Öte yandan Akkuyu santralinin yapım sürecinde ortaya çıkan anlaşmazlıklar ve bir emperyalist güç olarak Rusya’nın tasarrufları Türkiye’nin çok hevesli olduğu bu jeopolitik oyundaki manevra gücünün sınırlarını da özel olarak göstermiştir. Rusya’nın santralin tümüyle Rosatom’un mülkünde olmasını ve üreteceği tüm elektrik için 15 yıl boyunca yüksek fiyattan satın alma garantisini dayatması ve kabul ettirmesi, uzun inşa sürecinin son aşamasında tüm Türk ortakları ortaklıktan çıkarması ve Türkiye’nin cılız homurdanmalar dışında bunu sineye çekmesi bu sınırlar hakkında oldukça net bir tablo çizmiştir.

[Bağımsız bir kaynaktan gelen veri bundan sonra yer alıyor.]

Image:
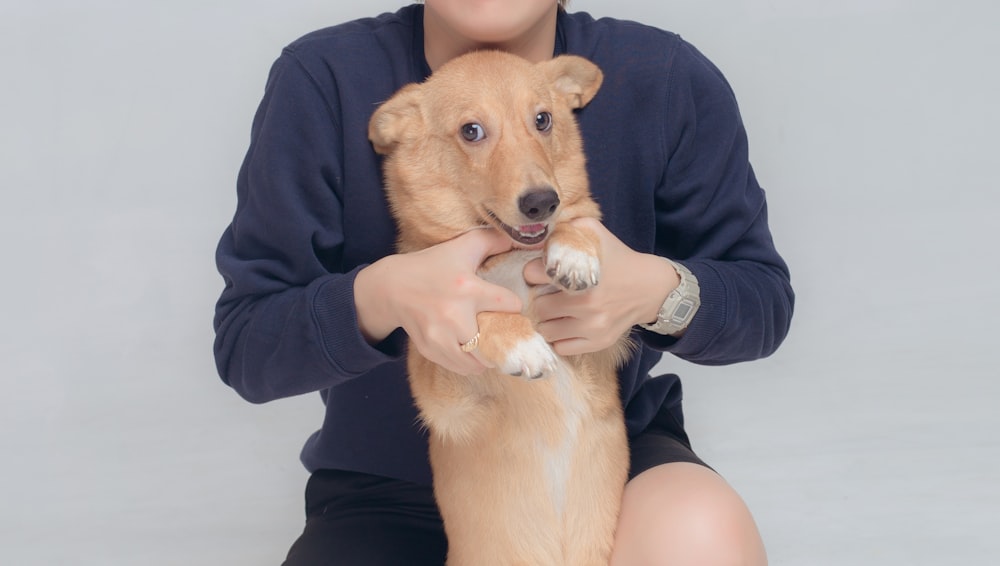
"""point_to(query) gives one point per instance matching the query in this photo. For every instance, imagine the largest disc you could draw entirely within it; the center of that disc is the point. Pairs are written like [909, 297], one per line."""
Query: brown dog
[526, 470]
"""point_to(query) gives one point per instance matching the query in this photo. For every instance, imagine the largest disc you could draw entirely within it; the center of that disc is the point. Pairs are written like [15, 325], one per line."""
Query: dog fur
[530, 459]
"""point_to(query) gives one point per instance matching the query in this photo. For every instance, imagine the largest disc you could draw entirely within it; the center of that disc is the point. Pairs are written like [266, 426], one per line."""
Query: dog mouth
[525, 234]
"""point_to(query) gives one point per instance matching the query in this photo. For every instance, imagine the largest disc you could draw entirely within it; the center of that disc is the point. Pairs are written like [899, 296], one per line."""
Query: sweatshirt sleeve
[711, 216]
[286, 322]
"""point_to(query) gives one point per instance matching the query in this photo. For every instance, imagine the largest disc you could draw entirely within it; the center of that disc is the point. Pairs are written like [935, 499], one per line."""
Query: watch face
[682, 311]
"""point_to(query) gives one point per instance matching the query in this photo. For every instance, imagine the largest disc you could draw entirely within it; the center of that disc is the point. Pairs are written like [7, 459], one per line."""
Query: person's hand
[633, 285]
[434, 295]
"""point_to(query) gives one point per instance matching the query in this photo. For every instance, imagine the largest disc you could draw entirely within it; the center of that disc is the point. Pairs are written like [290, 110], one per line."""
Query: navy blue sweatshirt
[667, 158]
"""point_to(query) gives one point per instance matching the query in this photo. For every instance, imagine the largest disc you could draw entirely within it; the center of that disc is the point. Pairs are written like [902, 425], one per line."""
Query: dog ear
[397, 119]
[574, 79]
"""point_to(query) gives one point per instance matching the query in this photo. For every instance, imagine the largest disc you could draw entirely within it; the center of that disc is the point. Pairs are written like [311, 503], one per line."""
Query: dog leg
[508, 341]
[572, 258]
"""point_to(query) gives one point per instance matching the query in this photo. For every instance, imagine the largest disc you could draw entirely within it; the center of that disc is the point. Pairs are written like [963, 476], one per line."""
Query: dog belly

Böylece santral Rusya’nın Türkiye topraklarında sahip olduğu bir enerji fabrikası niteliğinde olacağı gibi, birçok uzmanın da dikkat çektiği üzere, inşa çalışmasının bir yan ürünü olarak Rusya Akkuyu’da bir limana da sahip olacaktır. Okul kitaplarında her Türk gencinin kafasına bir umacı olarak şırınga edilen “Rusya’nın sıcak denizlere inme emeli” böylece hazin biçimde gerçekleşmiş olacaktır. Tabii bu bahiste asıl önemli olan nokta, büyük savaş oyunlarında bu rol kapma gayretkeşliğinin başta Türkiye olmak üzere bölgenin tüm emekçi halklarının başına yeni çoraplar örmesidir.

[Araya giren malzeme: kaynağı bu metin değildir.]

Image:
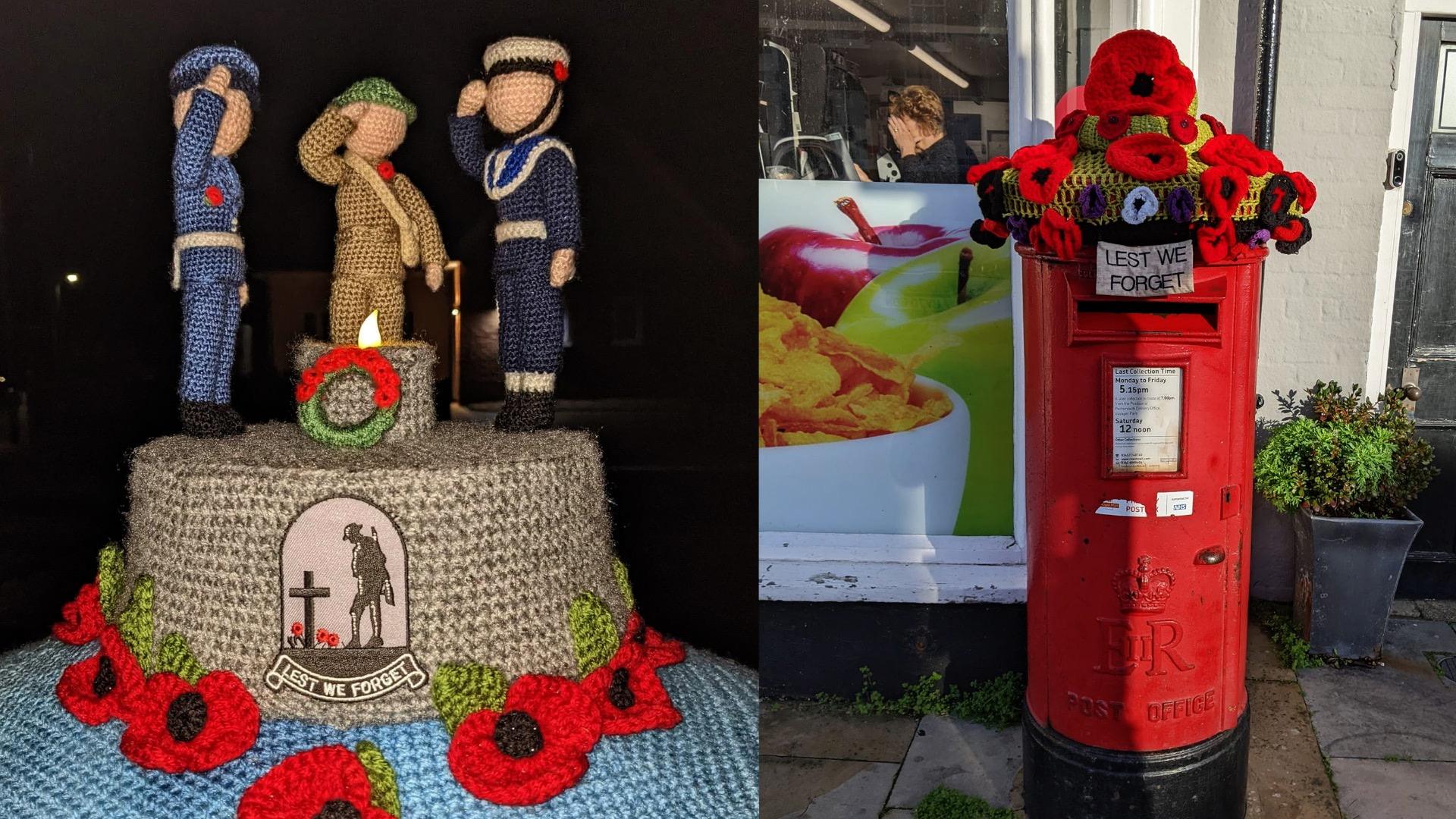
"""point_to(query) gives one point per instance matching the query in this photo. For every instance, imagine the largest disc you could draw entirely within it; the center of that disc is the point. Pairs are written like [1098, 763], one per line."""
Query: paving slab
[823, 789]
[1376, 711]
[814, 730]
[1373, 789]
[1263, 662]
[960, 755]
[1286, 771]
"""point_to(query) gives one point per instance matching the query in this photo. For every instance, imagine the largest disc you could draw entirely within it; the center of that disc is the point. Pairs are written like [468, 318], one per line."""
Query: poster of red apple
[884, 362]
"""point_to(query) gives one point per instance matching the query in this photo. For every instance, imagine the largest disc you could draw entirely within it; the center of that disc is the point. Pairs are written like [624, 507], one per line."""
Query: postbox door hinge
[1228, 502]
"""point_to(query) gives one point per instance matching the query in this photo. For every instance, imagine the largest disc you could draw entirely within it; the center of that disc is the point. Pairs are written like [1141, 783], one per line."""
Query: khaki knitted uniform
[369, 270]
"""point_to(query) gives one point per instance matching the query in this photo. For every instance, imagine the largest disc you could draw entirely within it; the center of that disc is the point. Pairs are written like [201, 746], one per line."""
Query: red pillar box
[1139, 474]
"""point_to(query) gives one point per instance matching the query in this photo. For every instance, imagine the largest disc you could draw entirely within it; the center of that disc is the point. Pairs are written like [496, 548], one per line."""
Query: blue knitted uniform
[530, 180]
[210, 276]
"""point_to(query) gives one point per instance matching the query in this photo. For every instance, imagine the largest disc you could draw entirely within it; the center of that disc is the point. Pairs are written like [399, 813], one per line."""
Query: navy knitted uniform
[536, 181]
[210, 276]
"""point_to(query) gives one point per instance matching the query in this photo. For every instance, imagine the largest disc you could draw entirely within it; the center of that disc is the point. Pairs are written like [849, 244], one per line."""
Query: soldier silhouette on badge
[369, 570]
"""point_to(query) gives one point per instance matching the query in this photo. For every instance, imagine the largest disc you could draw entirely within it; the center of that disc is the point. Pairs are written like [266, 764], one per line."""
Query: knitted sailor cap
[378, 91]
[525, 50]
[196, 64]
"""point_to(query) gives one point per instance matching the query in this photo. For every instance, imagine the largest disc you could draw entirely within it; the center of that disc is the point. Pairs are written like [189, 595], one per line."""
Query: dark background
[655, 93]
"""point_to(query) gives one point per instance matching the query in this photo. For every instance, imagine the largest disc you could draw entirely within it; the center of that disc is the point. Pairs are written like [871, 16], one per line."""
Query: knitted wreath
[331, 366]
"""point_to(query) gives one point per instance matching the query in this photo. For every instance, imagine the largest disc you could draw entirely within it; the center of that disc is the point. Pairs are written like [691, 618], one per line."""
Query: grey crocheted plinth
[503, 531]
[350, 397]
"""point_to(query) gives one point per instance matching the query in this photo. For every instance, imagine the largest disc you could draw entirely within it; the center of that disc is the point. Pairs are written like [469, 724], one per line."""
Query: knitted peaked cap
[532, 49]
[196, 64]
[381, 93]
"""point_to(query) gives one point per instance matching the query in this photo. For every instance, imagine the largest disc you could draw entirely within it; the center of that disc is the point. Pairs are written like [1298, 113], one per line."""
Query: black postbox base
[1069, 780]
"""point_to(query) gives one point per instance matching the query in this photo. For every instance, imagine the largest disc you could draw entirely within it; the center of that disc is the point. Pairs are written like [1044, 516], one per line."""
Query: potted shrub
[1346, 468]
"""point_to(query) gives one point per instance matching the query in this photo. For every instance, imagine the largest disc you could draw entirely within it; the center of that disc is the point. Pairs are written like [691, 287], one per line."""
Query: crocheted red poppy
[1213, 240]
[629, 694]
[1223, 188]
[1237, 150]
[532, 749]
[102, 687]
[979, 171]
[1040, 171]
[660, 651]
[1112, 124]
[1056, 235]
[1305, 188]
[1071, 126]
[321, 781]
[1149, 158]
[82, 618]
[177, 726]
[1139, 72]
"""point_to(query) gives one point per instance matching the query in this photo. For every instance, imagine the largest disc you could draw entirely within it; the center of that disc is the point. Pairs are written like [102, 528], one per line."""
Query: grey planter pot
[1346, 572]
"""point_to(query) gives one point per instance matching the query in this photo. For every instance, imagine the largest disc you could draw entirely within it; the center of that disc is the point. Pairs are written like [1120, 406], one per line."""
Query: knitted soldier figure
[384, 223]
[213, 89]
[533, 183]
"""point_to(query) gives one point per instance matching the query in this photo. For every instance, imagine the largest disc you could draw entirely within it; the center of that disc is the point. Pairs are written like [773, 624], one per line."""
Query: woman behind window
[918, 127]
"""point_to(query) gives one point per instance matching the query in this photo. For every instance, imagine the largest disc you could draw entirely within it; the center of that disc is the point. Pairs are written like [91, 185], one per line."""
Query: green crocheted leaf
[593, 632]
[383, 792]
[174, 654]
[134, 624]
[460, 689]
[111, 572]
[619, 570]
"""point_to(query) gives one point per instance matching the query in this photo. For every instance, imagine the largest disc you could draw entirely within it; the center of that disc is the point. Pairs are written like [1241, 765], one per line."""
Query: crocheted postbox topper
[1142, 167]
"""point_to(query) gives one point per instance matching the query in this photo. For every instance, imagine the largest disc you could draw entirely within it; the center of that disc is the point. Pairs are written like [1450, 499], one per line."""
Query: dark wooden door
[1423, 330]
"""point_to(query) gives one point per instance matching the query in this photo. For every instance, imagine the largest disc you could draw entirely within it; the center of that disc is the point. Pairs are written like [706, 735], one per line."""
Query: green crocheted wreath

Bu jeopolitik emperyal arzuların dışında elbette kamu kaynaklarının acımasızca talanı, bunun için yandaş oligarklar şebekesine transfer edilen dev kaynaklar söz konusu. Bütün büyük projelerde olduğu gibi Akkuyu nükleer santralinde de dev hortumlamalar vardır. Akkuyu’nun inşa maliyetinin hayli şişirilmiş olduğu biliniyor. Santrali inşa eden ve sonrasında da sahibi olacak olan Rus firması Rosatom’un başka ülkelerdeki santral yapımları için aldığı paralara bakıldığında Akkuyu’nun çok yüksek fiyatlı olduğu görülüyor. İran ve Bangladeş’te Rusya’nın inşa ettiği aynı tipteki santrallerin maliyetlerinin Akkuyu maliyetlerinin çok altında olduğu biliniyor. Aradaki büyük farkın yandaş yağma şebekesine gittiğini tahmin etmek zor değildir. Ve bunların hepsi bugün emekçi kitlelerin yaşadığı yakıcı geçim krizinin sebepleri arasında önemli yer tutmaktadır.

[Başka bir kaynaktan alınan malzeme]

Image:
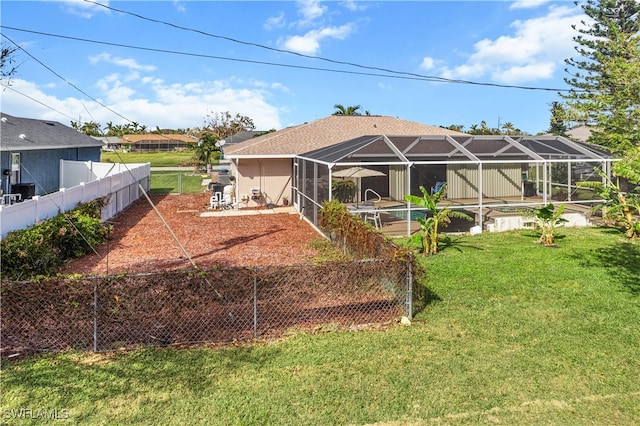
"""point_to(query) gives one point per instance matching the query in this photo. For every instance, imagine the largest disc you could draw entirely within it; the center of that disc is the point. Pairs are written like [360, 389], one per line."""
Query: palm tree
[351, 110]
[438, 218]
[508, 128]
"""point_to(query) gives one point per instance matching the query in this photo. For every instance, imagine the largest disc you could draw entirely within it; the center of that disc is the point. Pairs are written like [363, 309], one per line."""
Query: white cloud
[129, 63]
[534, 51]
[84, 9]
[310, 10]
[309, 43]
[527, 4]
[355, 5]
[160, 104]
[516, 74]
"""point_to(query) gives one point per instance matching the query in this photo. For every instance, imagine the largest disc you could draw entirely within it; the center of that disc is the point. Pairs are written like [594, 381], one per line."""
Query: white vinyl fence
[80, 182]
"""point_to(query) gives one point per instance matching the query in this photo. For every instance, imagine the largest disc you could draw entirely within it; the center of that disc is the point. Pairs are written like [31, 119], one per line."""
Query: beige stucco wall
[270, 178]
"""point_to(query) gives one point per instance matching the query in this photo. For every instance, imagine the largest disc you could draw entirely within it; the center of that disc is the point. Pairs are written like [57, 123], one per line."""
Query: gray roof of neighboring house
[580, 133]
[40, 134]
[108, 140]
[325, 132]
[242, 136]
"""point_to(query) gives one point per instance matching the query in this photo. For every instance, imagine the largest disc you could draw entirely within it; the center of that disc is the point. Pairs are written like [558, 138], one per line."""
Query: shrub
[42, 248]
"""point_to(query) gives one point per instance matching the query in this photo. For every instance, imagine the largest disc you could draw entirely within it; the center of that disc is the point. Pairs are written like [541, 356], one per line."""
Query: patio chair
[437, 187]
[373, 217]
[215, 200]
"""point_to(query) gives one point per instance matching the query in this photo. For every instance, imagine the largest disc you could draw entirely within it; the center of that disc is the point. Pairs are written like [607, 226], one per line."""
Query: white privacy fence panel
[119, 182]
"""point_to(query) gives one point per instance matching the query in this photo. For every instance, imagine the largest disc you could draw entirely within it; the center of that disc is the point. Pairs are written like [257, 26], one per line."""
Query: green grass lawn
[514, 333]
[157, 159]
[176, 183]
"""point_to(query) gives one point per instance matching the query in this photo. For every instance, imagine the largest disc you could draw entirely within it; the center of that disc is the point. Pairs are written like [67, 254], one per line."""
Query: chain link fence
[191, 307]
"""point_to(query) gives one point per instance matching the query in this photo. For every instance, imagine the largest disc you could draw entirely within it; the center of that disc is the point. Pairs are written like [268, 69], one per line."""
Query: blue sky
[246, 57]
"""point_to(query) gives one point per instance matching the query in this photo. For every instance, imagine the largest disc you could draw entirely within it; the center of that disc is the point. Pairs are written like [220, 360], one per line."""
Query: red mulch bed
[140, 241]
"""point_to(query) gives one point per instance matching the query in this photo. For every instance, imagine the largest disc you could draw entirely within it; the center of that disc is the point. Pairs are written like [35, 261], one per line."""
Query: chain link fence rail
[191, 307]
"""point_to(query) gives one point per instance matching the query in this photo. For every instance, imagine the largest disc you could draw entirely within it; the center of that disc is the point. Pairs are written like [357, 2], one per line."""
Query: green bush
[42, 248]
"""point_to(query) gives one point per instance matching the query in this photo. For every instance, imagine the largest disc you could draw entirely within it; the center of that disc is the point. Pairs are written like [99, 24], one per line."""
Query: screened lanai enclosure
[493, 179]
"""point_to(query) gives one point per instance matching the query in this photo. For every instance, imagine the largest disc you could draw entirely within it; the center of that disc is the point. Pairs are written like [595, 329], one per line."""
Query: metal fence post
[95, 316]
[409, 301]
[255, 306]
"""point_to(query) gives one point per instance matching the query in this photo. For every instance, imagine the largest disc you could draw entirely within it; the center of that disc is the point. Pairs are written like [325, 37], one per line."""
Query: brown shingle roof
[326, 132]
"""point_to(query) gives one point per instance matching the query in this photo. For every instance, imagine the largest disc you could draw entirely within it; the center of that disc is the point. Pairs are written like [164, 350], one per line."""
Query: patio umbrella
[358, 173]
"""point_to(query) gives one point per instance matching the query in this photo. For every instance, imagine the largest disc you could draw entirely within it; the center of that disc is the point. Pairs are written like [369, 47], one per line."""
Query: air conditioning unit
[255, 193]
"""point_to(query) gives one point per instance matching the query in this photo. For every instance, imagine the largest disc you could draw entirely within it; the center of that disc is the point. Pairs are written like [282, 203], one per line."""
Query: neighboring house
[580, 133]
[264, 166]
[241, 137]
[157, 142]
[109, 143]
[31, 150]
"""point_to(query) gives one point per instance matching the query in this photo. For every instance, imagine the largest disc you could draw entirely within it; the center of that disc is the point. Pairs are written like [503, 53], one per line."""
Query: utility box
[26, 190]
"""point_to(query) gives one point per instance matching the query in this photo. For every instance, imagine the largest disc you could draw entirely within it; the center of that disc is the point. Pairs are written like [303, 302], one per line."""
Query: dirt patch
[141, 242]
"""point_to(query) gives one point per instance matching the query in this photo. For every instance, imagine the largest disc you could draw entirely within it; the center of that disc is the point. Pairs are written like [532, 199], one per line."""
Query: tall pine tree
[605, 79]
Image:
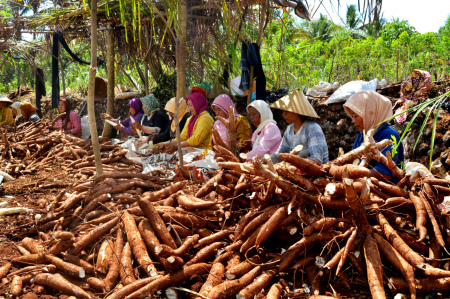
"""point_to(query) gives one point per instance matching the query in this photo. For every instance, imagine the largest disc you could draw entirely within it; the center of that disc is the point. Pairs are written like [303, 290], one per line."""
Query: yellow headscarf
[182, 109]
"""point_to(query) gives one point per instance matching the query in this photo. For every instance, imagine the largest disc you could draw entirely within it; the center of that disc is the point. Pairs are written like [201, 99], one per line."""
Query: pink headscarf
[200, 104]
[223, 101]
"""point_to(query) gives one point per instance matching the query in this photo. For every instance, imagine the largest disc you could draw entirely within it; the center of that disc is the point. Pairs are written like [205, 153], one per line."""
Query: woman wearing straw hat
[267, 137]
[301, 131]
[368, 109]
[6, 118]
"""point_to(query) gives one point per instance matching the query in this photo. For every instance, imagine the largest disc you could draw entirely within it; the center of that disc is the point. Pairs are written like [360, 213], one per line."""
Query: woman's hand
[171, 147]
[117, 127]
[105, 116]
[136, 126]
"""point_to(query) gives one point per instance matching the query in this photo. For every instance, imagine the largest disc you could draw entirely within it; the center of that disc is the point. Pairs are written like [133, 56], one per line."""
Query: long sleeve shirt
[384, 132]
[126, 124]
[74, 125]
[269, 141]
[311, 136]
[202, 134]
[6, 117]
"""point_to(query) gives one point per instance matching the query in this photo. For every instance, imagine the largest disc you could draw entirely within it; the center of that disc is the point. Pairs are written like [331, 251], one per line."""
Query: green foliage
[393, 30]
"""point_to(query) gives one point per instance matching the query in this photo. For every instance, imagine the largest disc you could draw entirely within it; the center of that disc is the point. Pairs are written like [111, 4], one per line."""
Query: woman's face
[356, 119]
[255, 117]
[219, 112]
[290, 117]
[191, 108]
[61, 106]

Akkuyu nükleer santrali bütün bu olgular düşünüldüğünde işçi sınıfı ve emekçi yığınlar için büyük zararlar anlamına gelen yıkıcı bir projedir. Sadece ulusal çerçevede düşünecek olsak bile Türkiye’de enerji ihtiyacının başta güneş ve rüzgâr olmak üzere tümüyle yenilebilir kaynaklardan karşılanması mümkündür. Nükleer fisyona dayalı santraller en iyi olasılıkta bile büyük ve gereksiz riskler içeren bir enerji üretim yoludur. Nükleer silahlar ise ezilen ve sömürülen yığınlar açısından hiçbir kabul edilebilir mazereti olmayan yıkım araçlarıdır. Hiroşima ve Nagazaki katliamlarının insanlığın yaşadığı en büyük trajediler olarak unutulmasına asla izin verilmemeli ve nükleer silah çılgınlığına karşı daima kararlı biçimde mücadele edilmelidir.